> they are both about building an iterator function neither of which is ever called in those projects
Alex, I want to clarify that this is incorrect. Meander does, in fact, use the `iter` function via generated macro code to implement some semantics a bit more easily (simpler code generation) in some situations. While I've since realized an opportunity to implement this without `iter`, at the time I didn't have that solution and `iter` solved my problem.
You acknowledge these cases exist and this is the reason some Clojure internals haven't been "locked away". You acknowledge the provided JVM implementation of `iter` given by Wilker is "perfectly fine". Yet you don't think it should be part of the public API or a good idea but you don't give a clear reason why these are your thoughts.
> I do not think `iterator` is a function that should be widely used or promoted
I agree. Many functions in core exist which are not widely used nor promoted but nevertheless are there for their utility. In other words, how promotable or how wide the use case is can't be the reason for excluding `iter`.
> Iterators, in general, are very un-clojurey.

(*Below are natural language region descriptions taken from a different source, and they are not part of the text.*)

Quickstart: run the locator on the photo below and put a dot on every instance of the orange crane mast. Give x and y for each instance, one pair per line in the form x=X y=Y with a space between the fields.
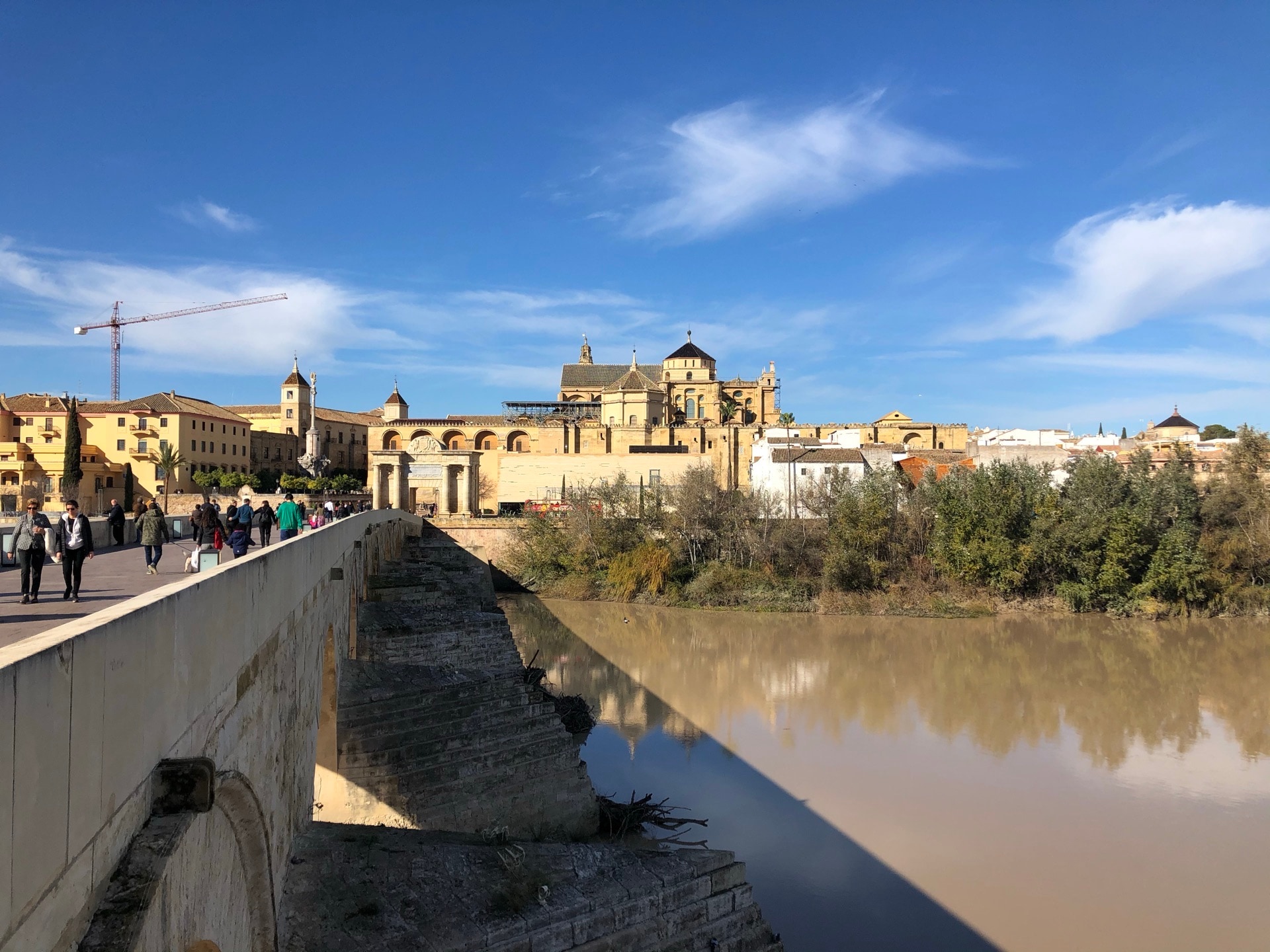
x=116 y=327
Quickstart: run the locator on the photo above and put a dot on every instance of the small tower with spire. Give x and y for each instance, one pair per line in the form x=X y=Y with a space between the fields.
x=294 y=403
x=396 y=407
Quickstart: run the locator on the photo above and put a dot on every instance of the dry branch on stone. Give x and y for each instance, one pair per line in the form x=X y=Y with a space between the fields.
x=618 y=819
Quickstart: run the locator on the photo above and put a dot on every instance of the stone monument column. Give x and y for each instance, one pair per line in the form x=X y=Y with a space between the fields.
x=396 y=487
x=446 y=494
x=465 y=492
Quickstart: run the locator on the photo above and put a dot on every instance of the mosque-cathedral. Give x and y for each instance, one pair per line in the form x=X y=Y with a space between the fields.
x=650 y=422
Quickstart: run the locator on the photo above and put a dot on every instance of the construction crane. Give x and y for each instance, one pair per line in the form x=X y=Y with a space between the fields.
x=116 y=327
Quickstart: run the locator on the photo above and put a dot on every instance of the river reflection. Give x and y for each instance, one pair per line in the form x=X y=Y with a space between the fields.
x=1056 y=783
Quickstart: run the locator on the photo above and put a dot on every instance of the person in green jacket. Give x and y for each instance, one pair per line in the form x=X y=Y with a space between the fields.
x=154 y=534
x=288 y=520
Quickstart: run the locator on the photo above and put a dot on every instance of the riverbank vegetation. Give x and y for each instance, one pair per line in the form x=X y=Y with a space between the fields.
x=1118 y=539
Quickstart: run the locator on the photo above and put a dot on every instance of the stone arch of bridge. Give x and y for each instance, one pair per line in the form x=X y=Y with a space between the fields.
x=136 y=889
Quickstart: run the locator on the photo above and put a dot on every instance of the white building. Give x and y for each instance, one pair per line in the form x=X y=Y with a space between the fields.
x=1020 y=437
x=788 y=465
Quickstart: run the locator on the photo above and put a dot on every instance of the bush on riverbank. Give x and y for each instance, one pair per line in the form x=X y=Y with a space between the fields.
x=1123 y=539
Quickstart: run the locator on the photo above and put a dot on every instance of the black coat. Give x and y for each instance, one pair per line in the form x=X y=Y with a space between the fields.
x=60 y=535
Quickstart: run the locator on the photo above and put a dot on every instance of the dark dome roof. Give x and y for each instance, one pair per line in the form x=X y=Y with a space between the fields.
x=1176 y=420
x=689 y=352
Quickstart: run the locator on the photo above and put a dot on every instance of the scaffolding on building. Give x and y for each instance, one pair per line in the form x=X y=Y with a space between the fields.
x=550 y=411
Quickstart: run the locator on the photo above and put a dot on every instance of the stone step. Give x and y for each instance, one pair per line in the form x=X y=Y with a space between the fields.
x=418 y=686
x=458 y=720
x=437 y=772
x=422 y=743
x=426 y=705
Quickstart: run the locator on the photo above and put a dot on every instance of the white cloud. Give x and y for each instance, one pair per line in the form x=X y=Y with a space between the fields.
x=204 y=214
x=730 y=165
x=1154 y=260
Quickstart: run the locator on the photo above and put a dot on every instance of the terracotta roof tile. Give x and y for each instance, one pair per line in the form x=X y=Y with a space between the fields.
x=817 y=456
x=597 y=376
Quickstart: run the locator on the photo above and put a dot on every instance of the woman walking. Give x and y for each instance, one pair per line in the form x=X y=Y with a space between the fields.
x=154 y=534
x=73 y=543
x=30 y=539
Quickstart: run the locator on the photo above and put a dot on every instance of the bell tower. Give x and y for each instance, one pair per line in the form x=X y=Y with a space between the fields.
x=294 y=403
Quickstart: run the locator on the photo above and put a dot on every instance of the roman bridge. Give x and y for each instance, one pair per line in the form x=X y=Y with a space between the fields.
x=300 y=750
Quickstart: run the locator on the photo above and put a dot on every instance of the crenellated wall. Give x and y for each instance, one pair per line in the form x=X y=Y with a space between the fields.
x=228 y=666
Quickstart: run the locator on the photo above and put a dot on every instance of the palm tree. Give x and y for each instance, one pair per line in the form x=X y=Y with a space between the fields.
x=169 y=461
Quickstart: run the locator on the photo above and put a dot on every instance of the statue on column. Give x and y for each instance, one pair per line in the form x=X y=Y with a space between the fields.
x=313 y=461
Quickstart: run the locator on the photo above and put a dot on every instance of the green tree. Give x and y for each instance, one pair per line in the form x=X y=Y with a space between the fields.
x=863 y=532
x=1236 y=517
x=130 y=487
x=169 y=462
x=71 y=470
x=984 y=524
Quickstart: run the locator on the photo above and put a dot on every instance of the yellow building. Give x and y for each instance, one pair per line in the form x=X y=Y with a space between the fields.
x=114 y=434
x=689 y=382
x=280 y=429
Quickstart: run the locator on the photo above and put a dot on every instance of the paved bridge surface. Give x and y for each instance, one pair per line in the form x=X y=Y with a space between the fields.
x=324 y=746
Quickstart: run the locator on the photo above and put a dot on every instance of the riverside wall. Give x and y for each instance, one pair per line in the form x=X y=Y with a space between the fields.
x=234 y=666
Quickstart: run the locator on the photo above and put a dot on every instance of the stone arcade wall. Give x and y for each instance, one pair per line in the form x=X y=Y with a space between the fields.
x=226 y=666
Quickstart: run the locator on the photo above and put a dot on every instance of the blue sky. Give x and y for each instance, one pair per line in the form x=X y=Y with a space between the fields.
x=995 y=214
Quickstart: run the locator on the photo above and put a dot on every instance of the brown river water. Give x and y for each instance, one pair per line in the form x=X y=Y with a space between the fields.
x=1068 y=782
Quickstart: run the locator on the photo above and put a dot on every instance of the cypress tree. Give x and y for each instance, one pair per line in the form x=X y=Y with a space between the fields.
x=71 y=470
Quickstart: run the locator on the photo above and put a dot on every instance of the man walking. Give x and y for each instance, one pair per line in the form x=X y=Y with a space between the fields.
x=267 y=520
x=30 y=539
x=114 y=520
x=139 y=510
x=244 y=520
x=288 y=520
x=154 y=534
x=73 y=543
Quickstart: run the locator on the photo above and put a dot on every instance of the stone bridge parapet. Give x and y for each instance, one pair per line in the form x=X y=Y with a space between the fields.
x=226 y=666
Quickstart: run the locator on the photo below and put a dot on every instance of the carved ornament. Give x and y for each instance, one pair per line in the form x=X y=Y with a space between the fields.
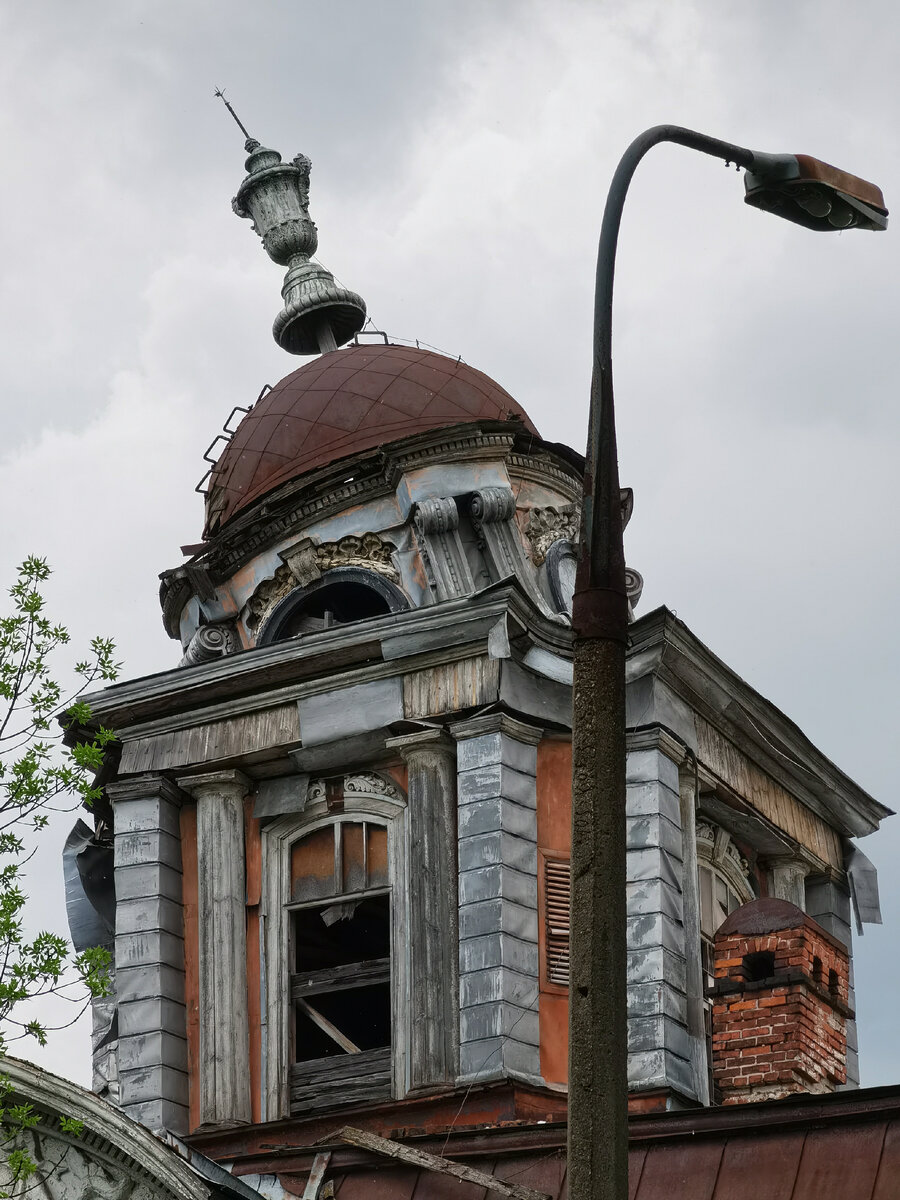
x=714 y=845
x=437 y=515
x=305 y=562
x=367 y=785
x=549 y=525
x=493 y=504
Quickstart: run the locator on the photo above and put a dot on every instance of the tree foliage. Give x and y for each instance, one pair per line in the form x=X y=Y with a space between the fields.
x=40 y=775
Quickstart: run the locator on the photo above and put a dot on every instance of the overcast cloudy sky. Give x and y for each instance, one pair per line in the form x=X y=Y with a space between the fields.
x=461 y=156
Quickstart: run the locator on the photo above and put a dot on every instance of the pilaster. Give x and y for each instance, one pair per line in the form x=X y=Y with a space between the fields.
x=433 y=913
x=496 y=760
x=149 y=953
x=223 y=1084
x=659 y=1043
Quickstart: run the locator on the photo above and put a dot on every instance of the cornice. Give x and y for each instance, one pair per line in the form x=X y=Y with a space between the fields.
x=751 y=723
x=107 y=1135
x=322 y=493
x=365 y=651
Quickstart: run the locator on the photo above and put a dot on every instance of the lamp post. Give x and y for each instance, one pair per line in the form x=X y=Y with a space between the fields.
x=819 y=197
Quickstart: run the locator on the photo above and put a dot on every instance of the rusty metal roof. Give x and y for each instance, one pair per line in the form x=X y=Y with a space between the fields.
x=807 y=1147
x=342 y=403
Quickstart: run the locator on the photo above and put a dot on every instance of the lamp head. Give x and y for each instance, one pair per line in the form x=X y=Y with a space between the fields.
x=814 y=193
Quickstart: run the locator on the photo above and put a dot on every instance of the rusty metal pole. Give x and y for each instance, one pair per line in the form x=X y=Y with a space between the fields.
x=598 y=1077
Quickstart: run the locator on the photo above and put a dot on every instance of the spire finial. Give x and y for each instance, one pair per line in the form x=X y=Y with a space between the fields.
x=238 y=120
x=319 y=315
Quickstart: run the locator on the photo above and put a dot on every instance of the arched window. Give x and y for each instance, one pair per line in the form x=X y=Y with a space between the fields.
x=335 y=953
x=339 y=598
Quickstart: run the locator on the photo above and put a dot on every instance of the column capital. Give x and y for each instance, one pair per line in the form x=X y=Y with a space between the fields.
x=215 y=781
x=497 y=723
x=138 y=787
x=423 y=741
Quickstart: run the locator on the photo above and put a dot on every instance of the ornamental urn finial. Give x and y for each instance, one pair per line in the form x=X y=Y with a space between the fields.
x=318 y=315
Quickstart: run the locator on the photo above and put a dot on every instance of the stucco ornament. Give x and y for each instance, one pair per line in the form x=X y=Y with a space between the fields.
x=306 y=562
x=318 y=315
x=369 y=784
x=549 y=525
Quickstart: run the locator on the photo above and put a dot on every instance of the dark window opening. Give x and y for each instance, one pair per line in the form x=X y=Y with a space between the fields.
x=759 y=966
x=336 y=604
x=341 y=933
x=363 y=1015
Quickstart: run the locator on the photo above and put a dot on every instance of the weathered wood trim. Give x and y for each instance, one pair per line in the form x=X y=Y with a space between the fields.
x=223 y=1019
x=277 y=840
x=352 y=975
x=768 y=797
x=432 y=928
x=432 y=1163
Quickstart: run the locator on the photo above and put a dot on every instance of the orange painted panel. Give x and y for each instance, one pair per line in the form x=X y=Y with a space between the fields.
x=312 y=865
x=192 y=954
x=353 y=839
x=253 y=853
x=255 y=1014
x=555 y=796
x=378 y=874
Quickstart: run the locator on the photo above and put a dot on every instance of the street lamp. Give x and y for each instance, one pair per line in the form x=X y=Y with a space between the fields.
x=819 y=197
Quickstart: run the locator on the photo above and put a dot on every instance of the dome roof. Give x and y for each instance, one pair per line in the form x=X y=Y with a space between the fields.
x=352 y=400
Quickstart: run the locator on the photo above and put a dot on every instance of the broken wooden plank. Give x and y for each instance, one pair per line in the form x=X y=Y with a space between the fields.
x=432 y=1163
x=317 y=1170
x=351 y=975
x=328 y=1027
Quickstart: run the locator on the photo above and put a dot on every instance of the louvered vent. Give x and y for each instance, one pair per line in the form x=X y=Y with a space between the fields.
x=557 y=899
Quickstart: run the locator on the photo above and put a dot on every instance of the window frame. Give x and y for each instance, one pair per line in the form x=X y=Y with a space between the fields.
x=378 y=801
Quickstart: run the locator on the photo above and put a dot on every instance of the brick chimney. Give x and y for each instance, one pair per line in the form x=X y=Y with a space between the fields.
x=780 y=1005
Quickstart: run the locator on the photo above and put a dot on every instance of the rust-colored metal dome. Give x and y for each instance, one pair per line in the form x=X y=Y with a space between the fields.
x=341 y=403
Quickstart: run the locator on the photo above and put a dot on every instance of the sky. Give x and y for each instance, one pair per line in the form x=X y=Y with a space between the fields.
x=461 y=157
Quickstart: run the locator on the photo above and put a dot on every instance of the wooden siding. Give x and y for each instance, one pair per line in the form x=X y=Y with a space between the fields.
x=766 y=796
x=213 y=742
x=451 y=687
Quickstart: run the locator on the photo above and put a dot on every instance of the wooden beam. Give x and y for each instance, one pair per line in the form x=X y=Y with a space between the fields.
x=313 y=1182
x=351 y=975
x=432 y=1163
x=328 y=1027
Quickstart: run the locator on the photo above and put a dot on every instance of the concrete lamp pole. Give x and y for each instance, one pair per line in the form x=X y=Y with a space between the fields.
x=810 y=193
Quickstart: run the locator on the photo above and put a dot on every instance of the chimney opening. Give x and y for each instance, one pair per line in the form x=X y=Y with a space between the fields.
x=759 y=966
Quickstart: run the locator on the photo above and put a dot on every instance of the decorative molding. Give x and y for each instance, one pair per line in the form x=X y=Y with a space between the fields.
x=367 y=551
x=497 y=723
x=305 y=562
x=657 y=738
x=210 y=642
x=269 y=594
x=717 y=849
x=493 y=504
x=437 y=515
x=549 y=525
x=437 y=526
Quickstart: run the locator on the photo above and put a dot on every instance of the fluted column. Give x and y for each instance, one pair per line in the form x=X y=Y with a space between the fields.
x=433 y=939
x=223 y=1084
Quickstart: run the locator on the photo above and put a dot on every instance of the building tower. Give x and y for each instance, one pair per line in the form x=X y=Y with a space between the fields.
x=340 y=826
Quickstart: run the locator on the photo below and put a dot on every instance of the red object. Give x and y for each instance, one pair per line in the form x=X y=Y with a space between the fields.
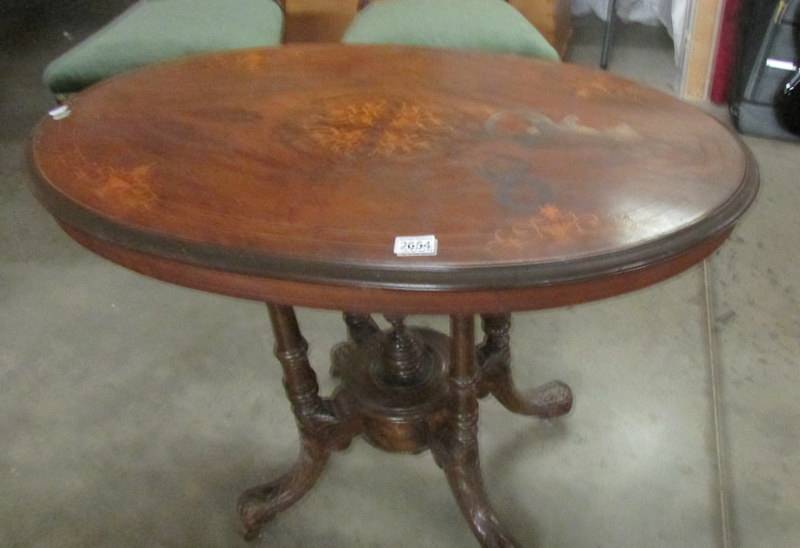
x=726 y=51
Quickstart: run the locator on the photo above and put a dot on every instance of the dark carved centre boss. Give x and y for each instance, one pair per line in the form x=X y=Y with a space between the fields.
x=396 y=181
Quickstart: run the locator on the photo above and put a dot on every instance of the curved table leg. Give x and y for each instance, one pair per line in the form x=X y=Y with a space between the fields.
x=260 y=504
x=324 y=425
x=494 y=357
x=456 y=446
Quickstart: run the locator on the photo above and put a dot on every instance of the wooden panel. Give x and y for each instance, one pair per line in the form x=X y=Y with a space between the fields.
x=701 y=49
x=318 y=20
x=553 y=18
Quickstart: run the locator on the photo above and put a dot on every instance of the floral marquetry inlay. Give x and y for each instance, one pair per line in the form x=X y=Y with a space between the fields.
x=382 y=127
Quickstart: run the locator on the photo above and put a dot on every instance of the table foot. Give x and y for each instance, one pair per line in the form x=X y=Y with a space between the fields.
x=550 y=400
x=325 y=426
x=260 y=504
x=455 y=446
x=462 y=468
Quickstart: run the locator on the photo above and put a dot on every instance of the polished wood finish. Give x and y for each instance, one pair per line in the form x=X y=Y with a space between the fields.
x=494 y=358
x=338 y=297
x=324 y=426
x=403 y=390
x=456 y=448
x=304 y=163
x=284 y=176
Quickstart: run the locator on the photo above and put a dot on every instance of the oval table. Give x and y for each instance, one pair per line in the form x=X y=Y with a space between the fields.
x=393 y=180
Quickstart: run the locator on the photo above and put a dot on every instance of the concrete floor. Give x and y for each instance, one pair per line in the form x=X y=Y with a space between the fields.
x=133 y=412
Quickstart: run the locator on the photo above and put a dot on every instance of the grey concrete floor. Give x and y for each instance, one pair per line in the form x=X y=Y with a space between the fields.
x=133 y=412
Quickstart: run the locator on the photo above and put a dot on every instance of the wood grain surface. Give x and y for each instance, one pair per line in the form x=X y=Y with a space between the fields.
x=303 y=163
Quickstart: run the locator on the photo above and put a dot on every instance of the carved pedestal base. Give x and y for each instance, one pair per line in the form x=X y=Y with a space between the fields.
x=405 y=390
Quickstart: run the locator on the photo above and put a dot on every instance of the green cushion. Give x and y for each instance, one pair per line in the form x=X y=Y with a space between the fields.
x=489 y=25
x=155 y=30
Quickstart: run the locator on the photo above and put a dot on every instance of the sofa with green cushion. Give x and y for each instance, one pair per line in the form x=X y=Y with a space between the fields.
x=156 y=30
x=488 y=25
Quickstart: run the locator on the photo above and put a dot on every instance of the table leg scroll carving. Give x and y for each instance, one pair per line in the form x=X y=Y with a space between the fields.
x=552 y=399
x=456 y=447
x=324 y=426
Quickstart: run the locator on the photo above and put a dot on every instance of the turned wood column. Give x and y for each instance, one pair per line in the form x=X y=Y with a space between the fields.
x=291 y=349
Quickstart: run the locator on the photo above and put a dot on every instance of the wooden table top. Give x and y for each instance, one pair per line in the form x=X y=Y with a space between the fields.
x=303 y=164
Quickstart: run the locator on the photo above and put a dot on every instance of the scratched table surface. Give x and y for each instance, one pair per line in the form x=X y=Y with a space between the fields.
x=306 y=162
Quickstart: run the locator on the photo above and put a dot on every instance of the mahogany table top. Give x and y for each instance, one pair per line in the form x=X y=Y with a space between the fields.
x=302 y=164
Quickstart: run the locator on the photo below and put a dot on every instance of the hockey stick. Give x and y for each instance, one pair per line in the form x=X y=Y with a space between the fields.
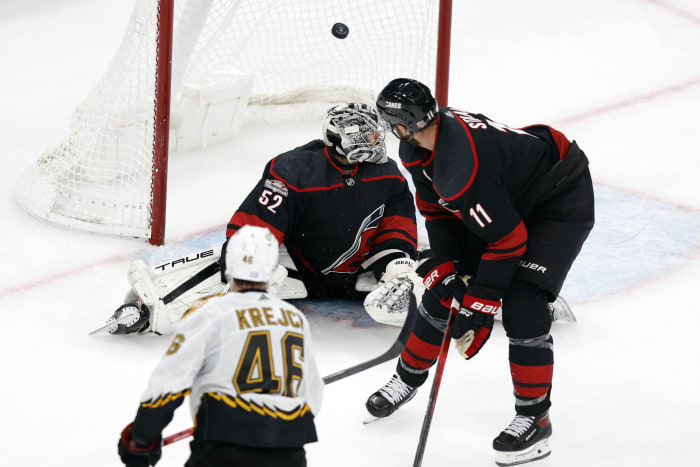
x=428 y=418
x=393 y=352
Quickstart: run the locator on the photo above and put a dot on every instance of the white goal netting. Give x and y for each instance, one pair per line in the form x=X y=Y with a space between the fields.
x=276 y=54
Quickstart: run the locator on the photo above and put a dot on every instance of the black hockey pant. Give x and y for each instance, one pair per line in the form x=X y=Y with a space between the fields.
x=527 y=321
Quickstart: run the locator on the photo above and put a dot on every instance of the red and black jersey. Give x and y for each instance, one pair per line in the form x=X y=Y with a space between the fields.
x=490 y=177
x=331 y=217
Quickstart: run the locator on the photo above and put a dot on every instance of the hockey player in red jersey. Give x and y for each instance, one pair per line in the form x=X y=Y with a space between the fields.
x=511 y=208
x=341 y=210
x=225 y=355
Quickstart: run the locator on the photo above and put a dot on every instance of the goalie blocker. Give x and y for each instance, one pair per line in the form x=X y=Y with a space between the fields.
x=161 y=294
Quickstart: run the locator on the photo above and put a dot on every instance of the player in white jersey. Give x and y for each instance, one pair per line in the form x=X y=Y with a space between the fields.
x=245 y=359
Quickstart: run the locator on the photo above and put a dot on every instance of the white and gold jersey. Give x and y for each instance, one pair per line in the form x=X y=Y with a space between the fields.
x=246 y=360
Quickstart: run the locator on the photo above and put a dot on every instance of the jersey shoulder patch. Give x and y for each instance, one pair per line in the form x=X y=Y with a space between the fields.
x=296 y=167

This is an exclusive, essentialist position. Its like, your opinion, man. :^)
Clojure includes numerous opportunities to use "stateful and generally not concurrency friendly" things in the core library and, to your point, makes those things accessible on purpose. So whatever "clojurey" includes, from where I'm sitting, it seems include those "un-clojurey" things.
Now, let me ask, what is the arbitrary criteria a function must meet before "should" be considered?